In 1796, Renatus Gotthelf Löbel and C.W. Franke began to publish Konversationslexikon (“Conversation Lexicon”). Originally conceived as an encyclopedia for women, it was to have been entitled Frauenzimmer-Lexikon. The encyclopedia included history, biography, natural history, art, science, and political affairs. Löbel died in 1799, but publication of the encyclopedia continued, with the fifth volume appearing in 1806.
Meanwhile, Friedrich Arnold Brockhaus founded a publishing house in Amsterdam in 1805. When Löbel’s business went bankrupt in 1808, Brockhaus purchased the copyright. In 1811, Brockhaus issued the sixth and final volume of the encyclopedia. Brockhaus began work on a second edition in 1812. He also published Der Brockhaus Enzyklopädie [the Brockhaus Encyclopedia]. Brockhaus relocated the business to Leipzig in 1817.
Brockhaus advocated inclusion of the latest material, the simplification of complicated treatments, and the use of highly specific entries. His philosophy was to make easily accessible to schoolchildren and to the lay reader readily learned information on all kinds of subjects. Brockhaus maintained an emphasis on popular knowledge and information and an insistence on high-quality illustrations, used lavishly throughout.
Brockhaus ultimately built a large printing house. Among his many literary undertakings were critical periodicals and large historical, bibliographical, and reference works.

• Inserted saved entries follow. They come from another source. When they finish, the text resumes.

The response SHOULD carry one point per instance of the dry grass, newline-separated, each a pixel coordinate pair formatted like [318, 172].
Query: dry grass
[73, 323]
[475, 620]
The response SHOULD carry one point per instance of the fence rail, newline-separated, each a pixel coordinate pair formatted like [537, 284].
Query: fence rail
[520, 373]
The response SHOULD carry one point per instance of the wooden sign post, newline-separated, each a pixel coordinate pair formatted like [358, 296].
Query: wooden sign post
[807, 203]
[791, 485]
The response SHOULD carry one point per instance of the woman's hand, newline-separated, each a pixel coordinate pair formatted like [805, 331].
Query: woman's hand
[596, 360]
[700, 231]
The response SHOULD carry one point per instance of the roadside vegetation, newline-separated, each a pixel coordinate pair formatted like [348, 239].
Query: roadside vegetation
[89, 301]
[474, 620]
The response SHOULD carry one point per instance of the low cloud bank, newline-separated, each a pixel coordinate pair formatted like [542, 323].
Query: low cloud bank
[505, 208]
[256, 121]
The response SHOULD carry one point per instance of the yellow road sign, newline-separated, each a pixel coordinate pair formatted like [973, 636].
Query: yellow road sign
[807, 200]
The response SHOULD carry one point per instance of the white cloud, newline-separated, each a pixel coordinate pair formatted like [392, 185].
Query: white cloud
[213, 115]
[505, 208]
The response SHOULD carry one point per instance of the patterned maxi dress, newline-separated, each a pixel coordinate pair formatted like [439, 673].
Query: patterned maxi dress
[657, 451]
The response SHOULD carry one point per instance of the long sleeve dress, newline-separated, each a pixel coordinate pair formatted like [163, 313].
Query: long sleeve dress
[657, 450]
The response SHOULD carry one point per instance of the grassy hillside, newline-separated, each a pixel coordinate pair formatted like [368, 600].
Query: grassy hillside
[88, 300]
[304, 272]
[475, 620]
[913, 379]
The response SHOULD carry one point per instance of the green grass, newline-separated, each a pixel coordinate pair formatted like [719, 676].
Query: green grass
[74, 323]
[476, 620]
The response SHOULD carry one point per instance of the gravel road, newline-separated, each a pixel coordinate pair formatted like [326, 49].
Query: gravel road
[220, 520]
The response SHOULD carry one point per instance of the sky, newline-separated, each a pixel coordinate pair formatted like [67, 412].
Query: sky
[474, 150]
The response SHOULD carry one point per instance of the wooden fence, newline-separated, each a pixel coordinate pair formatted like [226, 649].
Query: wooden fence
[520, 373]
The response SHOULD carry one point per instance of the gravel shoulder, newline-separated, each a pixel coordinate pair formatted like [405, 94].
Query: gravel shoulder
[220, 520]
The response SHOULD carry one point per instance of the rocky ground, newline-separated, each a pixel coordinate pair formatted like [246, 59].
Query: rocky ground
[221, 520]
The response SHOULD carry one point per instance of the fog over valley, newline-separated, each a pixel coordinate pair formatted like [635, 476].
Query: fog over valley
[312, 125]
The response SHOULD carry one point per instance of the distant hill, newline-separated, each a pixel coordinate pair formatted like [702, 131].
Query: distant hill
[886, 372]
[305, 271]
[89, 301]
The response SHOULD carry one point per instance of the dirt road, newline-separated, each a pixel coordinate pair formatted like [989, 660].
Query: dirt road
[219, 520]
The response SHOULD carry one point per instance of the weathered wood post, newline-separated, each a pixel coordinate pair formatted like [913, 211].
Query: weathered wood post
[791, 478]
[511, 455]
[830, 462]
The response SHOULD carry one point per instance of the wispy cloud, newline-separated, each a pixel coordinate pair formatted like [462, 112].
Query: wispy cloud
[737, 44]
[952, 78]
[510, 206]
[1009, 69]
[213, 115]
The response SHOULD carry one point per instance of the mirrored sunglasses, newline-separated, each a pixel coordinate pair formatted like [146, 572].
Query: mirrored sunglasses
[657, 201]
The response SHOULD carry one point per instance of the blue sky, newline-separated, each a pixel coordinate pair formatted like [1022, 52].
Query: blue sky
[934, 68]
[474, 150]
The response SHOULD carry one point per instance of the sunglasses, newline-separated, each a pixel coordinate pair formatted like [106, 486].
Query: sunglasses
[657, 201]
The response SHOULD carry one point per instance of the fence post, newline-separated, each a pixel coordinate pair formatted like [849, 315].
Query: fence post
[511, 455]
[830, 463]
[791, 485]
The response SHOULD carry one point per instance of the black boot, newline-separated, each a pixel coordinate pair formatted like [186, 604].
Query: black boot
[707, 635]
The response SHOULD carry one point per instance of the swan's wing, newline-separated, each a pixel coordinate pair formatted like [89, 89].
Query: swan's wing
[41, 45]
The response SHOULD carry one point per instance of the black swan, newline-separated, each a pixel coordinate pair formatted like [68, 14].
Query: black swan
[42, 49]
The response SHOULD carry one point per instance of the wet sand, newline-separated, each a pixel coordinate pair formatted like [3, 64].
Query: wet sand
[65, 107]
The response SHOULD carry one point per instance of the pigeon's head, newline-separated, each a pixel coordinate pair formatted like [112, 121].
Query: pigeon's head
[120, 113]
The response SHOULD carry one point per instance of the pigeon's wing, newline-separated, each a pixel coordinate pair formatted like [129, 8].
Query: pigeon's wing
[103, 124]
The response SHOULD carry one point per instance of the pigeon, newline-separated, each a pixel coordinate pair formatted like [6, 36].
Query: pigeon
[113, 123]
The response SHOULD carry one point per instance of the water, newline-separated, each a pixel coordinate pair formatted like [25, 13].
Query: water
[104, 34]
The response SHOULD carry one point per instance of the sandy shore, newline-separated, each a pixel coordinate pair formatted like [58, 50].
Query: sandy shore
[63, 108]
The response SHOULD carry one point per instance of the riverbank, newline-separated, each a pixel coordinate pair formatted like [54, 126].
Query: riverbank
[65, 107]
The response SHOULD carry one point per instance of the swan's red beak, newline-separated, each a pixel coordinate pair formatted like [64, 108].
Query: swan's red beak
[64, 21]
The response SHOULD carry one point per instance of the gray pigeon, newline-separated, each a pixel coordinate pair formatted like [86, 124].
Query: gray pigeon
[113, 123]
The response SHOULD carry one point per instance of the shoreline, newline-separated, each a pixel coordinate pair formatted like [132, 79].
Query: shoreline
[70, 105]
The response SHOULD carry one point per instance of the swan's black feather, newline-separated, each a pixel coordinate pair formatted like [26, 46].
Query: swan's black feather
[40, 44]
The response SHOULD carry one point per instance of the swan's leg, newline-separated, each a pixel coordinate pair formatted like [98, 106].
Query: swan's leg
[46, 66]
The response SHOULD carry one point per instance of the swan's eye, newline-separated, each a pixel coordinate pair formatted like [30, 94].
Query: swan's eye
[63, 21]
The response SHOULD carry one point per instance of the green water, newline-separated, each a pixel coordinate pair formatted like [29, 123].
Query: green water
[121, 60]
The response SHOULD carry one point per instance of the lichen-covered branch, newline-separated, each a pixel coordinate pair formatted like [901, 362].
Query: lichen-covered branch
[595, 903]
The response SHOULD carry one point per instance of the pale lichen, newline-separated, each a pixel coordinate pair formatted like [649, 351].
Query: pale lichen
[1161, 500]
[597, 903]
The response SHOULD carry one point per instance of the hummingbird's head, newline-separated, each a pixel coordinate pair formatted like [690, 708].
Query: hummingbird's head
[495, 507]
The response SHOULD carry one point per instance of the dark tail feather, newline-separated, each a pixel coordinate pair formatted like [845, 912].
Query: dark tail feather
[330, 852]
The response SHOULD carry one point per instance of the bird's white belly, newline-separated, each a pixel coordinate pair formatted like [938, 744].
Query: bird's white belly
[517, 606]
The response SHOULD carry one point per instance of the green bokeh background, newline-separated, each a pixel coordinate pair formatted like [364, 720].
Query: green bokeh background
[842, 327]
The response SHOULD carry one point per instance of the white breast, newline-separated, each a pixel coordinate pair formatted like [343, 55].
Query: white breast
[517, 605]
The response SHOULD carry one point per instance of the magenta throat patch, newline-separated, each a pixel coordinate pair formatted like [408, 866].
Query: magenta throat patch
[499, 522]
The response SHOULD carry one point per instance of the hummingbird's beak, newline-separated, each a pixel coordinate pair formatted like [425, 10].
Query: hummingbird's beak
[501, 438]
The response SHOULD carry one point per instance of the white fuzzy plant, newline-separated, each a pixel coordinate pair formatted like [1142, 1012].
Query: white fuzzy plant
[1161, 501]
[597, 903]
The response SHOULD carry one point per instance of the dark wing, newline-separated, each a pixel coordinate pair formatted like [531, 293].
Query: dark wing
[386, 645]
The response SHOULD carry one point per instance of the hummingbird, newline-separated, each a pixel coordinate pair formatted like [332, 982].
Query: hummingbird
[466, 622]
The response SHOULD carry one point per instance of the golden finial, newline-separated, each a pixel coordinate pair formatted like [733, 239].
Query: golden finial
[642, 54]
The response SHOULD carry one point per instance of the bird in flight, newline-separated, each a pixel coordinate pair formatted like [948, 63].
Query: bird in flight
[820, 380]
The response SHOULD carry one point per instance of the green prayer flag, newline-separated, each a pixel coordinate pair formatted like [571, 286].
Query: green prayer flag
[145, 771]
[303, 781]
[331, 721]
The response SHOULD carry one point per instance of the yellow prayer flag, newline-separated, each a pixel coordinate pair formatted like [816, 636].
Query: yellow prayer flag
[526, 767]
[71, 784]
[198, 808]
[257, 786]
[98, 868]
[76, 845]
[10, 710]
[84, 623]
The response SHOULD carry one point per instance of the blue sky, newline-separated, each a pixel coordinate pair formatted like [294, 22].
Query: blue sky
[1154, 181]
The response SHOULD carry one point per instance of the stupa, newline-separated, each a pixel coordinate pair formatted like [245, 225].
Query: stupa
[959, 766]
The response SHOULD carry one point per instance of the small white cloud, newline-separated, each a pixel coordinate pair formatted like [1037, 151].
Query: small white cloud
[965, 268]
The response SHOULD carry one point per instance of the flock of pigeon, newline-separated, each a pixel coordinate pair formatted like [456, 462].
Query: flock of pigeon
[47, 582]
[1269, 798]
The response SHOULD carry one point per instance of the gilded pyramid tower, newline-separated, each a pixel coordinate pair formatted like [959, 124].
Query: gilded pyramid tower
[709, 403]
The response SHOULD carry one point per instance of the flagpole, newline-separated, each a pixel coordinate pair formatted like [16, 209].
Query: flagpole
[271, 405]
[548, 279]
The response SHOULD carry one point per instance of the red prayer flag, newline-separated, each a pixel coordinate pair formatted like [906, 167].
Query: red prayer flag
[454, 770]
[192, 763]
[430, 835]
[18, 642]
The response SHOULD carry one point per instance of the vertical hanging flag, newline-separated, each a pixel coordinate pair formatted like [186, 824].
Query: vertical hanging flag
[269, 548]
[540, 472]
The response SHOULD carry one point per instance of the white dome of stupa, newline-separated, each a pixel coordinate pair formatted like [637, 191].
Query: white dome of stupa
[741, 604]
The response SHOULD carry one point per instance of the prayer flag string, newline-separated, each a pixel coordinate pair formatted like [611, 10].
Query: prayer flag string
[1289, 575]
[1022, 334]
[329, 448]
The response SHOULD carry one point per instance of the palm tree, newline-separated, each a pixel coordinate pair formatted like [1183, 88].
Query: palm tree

The title was changed to Brockhaus’ Konversations-Lexikon in the 13th edition and to Der Große Brockhaus [“The Great Brockhaus”] with the 15th edition (1928–35), which by then had grown to 20 volumes and a supplement. The 16th edition (1952–63), with 12 volumes, 2 supplementary volumes, and an atlas, reinforced the work’s status as a reliable reference set covering an extremely wide range of topics with short articles.
After the division of Germany, the company was nationalized by East Germany , after which it published a completely revised and reset 17th edition, Brockhaus Enzyklopädie (1966–81) and an 18th edition (published between 1977 and 1982).
Following German Reunification, corporate headquarters were moved to Munich.
A revised and reset 19th edition was published between 1986 and 1994, and the 20th edition came out between 1996 and 1999. A revised, 30-volume, 21st edition was released in 2005. Brockhaus’s publisher sold the reference work to former competitor Bertelsmann AG in 2008. In 2014 Bertelsmann announced that all Brockhaus print sets had been sold and that the 300,000-article corpus of the encyclopedia would be maintained only as a digital resource.
This encyclopedia consists of several hundred panels in steel engraving, woodcut, and lithograph.